Figure BDA0003755233720000122
Figure BDA0003755233720000123
And satisfy alpha 2 (t)∈[0°,90°] (6-4)
The judgment conditions corresponding to the above two steps are satisfied, and the cooperative behavior of the person and the person interaction, which is "transferred" (to other person) can be judged. Defining a time t 1 ,t 2 =t 1 +t δ ,t 3 =t 1 +2t δ (ii) a Here the statistics are in [ t ] 1 ,t 2 ],[t 2 ,t 3 ]Within a time period, the arm lift-off frequency fre occurs simultaneously 1 Frequency fre of change of angle of arm vector 2 And the same decision frequency fre as the head orientation and the arm extension direction 3 And frequency of order fre of other atomic behaviors n For example: sitting, standing, arm stretching; calculating its probability as the cooperative confidence CC of the transitive behavior j1 (t):
Figure BDA0003755233720000124
Wherein, the subscript j represents the category of the human-to-human and interactive behaviors, and j takes on the values of 1,2,3,4 according to the table 1; lower partThe reference numeral 1 denotes the number of cooperative actions of "delivery", cc j1 (t) represents the collaboration confidence as a function of time t.

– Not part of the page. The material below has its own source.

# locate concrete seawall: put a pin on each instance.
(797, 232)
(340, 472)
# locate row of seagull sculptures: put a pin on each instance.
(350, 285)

Namely: and 4, further calculating the cooperation confidence of the transmission behaviors in the person-person interaction cooperation behaviors through the detected person-person interaction cooperation behaviors.
Since other collaborative behavior calculation units for human and human interaction are similar to those described above, they are only taken as an example and will not be further described.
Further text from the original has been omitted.